Mit weitreichenden Folgen: In der Normandie ist die Atomindustrie ein wichtiger Arbeitgeber. Neben den Kraftwerken in Flamanville steht dort auch die Wiederaufbereitungsanlage von La Hague. Und eine weitere Kernkraftanlage ist im Bau: Allein auf dieser Baustelle sind derzeit 3.400 Menschen beschäftigt. Die französischen Atomkraftgegner haben nur wenig Hoffnung, dass sich der Bau des Reaktors noch stoppen lässt. Das zylinderförmige Reaktorgebäude ist so gut wie fertig. Nach Angaben des Stromkonzerns EDF ist der Reaktor so gebaut, das er selbst den Aufprall eines abstürzenden Flugzeugs überstehen würde. Ans Netz soll er 2014 gehen.

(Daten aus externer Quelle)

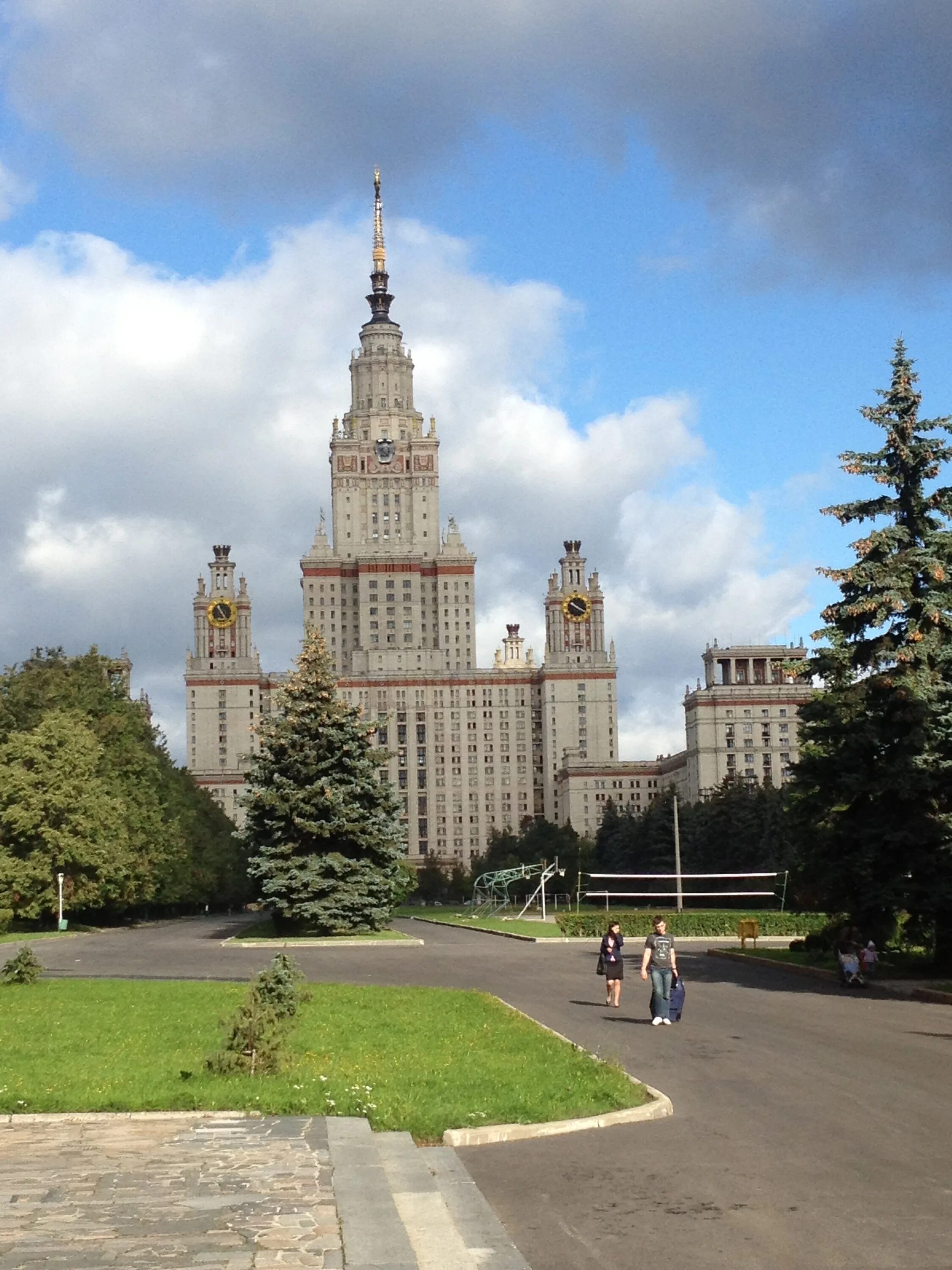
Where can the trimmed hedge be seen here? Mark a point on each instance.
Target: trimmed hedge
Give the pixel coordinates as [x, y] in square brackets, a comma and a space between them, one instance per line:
[718, 922]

"Wir verlangen nicht einmal den sofortigen Ausstieg aus der Atomkraft, aber ein Ausstieg in fünf bis zehn Jahren sollte das Ziel sein", meint Anger. Er hoffe, dass in Folge der Katastrophe in Japan die Stimmung in Frankreich umschlage und der allgemeine Atomkonsens bröckele. Präsident Nicolas Sarkozy hat bereits erklärt, dass ein Ausstieg für Frankreich weiterhin nicht infrage komme. Einer seiner Berater mutmaßte sogar, dass die französischen Atomexporte von den Ereignissen in Japan profitieren könnten, da diese die Nachfrage nach besonders sicheren Atomkraftwerken steigerten.

Tschechische Republik

Die tschechische Regierung hat Forderungen nach einer vorübergehenden Abschaltung des umstrittenen Kernkraftwerks Temelin entschieden zurückgewiesen. Dafür gebe es nicht den geringsten Grund, sagte Ministerpräsident Necas am Donnerstag in Prag: "Die tschechische Regierung müsste eine Gruppe von absolut Verrückten sein, um auf so etwas einzugehen." Eine Abschaltung der Atommeiler Dukovany und Temelin, die zusammen ein Drittel der Energieerzeugung Tschechiens sicherstellten, würde den "wirtschaftlichen Kollaps" des Landes nach sich ziehen. Im Gegenteil setze die Regierung fest auf die geplanten Erweiterung Temelins um zwei Reaktorblöcke, sagte Necas.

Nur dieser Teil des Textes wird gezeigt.